Other outsiders include: Carol Meyrowitz, CEO of TJX Cos., the parent of TJ Maxx and Marshall’s; HSN Inc. CEO Mindy Grossman; Mickey Drexler, CEO of J. Crew; Victoria’s Secret chief Sharen Turney and CEO Brendan Hoffman of Bon-Ton Stores, a Lord & Taylor and Neiman Marcus alum.

In addition, several high-level executives at Home Depot were mentioned as possible candidates including Marvin Ellison, currently executive vice president of stores — who spent 15 years at Target in various operational roles.

Then there were the more unusual candidates like Ford’s Mulally, who cut his teeth at aircraft manufacturer Boeing Co. That may seem odd since he lacks retail experience, but at 68, Mulally was considered a potential successor to Steve Ballmer at Microsoft, another high-profile opening in American business.

For the record, Target has said only that it has hired executive recruiting firm Korn Ferry to advise the board on the hire — news that caused its own flurry of speculation that the retailer will, for the first time, bring in an outside executive to spark change.

A Target lifer

Steinhafel was a 35-year Target lifer who was groomed by former CEO Ulrich who was, in turn, schooled by the late Ken Macke.

Some analysts said on Monday that Ulrich himself, now 71, could triumphantly return to Nicollet Mall to right his alma mater. University of St. Thomas retail expert David Brennan said “it’s really unlikely he’ll come back,” and Ulrich could not be reached for comment.

Analysts also noted Monday that looking inside the company is not out of the question.

Two high-level female executives were floated as possibilities. One was Kathryn Tesija, who joined Target as a merchandise analyst in 1986 and now serves as executive vice president of merchandising and supply chain. A University of Wisconsin-Stout grad, Tesija was given more responsibilities after the data-breach fallout and has led the successful rollouts in recent years of its Phillip Lim and Missoni designer lines.

Tina Schiel joined Target a year after Tesija and is now executive vice president of stores, overseeing nearly 1,800 stores and 300,000 employees. Her current slate of responsibilities includes new formats such as the smaller footprint CityTarget stores as well as international opportunities.

Another oft-mentioned insider was John Mulligan, Target’s chief financial officer who was named interim president and CEO by the board on Monday.

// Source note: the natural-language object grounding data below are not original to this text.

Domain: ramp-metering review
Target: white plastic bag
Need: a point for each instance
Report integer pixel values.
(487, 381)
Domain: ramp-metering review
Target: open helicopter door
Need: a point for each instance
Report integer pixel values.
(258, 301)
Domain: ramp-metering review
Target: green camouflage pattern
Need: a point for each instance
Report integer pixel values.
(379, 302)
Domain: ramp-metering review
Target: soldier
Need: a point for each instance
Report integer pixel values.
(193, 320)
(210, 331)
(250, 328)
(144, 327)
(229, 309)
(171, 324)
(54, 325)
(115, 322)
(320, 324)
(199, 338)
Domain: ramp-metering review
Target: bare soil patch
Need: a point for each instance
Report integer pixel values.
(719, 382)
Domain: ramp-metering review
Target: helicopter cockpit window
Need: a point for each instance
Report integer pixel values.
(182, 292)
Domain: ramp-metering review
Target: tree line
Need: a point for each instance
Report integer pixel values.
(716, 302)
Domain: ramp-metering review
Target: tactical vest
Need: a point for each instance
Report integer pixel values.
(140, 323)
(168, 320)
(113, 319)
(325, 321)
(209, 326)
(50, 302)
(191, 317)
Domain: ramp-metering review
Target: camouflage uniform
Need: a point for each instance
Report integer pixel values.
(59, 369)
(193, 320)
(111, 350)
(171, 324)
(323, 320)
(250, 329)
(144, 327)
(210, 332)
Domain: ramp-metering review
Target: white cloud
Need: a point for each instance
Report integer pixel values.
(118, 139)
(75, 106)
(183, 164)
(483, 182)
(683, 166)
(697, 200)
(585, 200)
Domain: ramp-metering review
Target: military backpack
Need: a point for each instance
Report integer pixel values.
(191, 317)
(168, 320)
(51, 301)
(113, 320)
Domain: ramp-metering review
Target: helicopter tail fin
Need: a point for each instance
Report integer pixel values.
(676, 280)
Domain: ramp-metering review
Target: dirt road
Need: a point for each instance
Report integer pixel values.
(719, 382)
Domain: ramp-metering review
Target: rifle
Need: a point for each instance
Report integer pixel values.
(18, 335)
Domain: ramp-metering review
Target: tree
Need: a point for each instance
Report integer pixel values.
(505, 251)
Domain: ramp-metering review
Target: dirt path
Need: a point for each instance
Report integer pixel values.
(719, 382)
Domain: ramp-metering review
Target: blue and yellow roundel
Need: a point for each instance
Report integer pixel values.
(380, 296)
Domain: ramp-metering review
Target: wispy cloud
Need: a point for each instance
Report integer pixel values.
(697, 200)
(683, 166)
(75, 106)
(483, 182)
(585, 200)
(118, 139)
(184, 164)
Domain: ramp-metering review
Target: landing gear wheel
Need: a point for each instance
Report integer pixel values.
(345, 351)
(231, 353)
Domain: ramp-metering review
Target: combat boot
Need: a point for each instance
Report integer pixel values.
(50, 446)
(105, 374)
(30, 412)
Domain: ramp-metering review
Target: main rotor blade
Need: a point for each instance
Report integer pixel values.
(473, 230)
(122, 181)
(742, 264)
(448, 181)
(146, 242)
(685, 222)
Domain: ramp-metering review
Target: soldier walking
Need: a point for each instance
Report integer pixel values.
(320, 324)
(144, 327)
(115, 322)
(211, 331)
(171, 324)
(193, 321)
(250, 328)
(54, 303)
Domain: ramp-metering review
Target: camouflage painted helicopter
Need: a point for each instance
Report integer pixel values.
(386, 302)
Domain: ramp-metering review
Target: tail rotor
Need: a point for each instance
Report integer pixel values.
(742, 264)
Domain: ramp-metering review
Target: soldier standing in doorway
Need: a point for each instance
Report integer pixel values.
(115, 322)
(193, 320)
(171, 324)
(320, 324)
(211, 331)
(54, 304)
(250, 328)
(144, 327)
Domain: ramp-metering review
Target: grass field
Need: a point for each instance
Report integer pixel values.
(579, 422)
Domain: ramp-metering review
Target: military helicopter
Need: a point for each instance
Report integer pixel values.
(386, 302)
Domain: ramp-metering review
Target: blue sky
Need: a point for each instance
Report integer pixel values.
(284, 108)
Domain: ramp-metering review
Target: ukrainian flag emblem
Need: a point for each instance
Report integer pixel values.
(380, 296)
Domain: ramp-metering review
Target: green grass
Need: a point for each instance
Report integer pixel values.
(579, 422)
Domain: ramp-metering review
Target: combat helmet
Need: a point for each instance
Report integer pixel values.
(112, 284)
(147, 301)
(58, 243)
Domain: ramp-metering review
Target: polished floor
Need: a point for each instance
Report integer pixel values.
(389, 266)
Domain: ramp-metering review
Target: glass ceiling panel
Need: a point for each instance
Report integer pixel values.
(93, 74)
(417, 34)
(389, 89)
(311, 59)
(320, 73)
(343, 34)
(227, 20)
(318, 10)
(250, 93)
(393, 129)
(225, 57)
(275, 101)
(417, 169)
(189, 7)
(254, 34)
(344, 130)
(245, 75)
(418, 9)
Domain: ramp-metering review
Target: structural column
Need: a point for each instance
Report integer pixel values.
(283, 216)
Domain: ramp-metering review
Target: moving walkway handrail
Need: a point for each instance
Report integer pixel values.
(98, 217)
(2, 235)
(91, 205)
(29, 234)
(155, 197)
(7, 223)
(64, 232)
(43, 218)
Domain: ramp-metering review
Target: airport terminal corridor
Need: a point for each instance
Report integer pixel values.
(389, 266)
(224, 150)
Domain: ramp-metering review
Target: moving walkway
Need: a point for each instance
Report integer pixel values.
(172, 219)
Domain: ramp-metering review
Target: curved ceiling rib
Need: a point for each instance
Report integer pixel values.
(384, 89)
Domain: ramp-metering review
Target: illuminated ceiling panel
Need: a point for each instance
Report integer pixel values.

Mulligan was the public face of Target when grilled by lawmakers on Capitol Hill about the data breach.

A name from the past?

Several past Target execs surfaced as possible replacements, as well, including former vice chairman Gerald Storch. Storch, who led Target’s early foray in e-commerce, was passed over for the top spot when Ulrich retired and went on to lead a successful tour as CEO of Toys ‘R’ Us. Storch wouldn’t say Monday if he’s interested, but he did recently join the board of Eden Prairie-based grocery firm Supervalu Inc. as chairman.

Doug Scovanner, Target’s longtime chief financial officer, retired in 2012 but is still active in retail as the interim executive vice president of finance and accounting at Hudson’s Bay Co., the Toronto-based parent of Saks Fifth Avenue and Lord & Taylor.

A long shot would be Target’s former chief marketing officer, Ron Johnson, who left Minneapolis to run Apple Inc.’s retail operations before attempting a disastrous turnaround at J.C. Penney Co.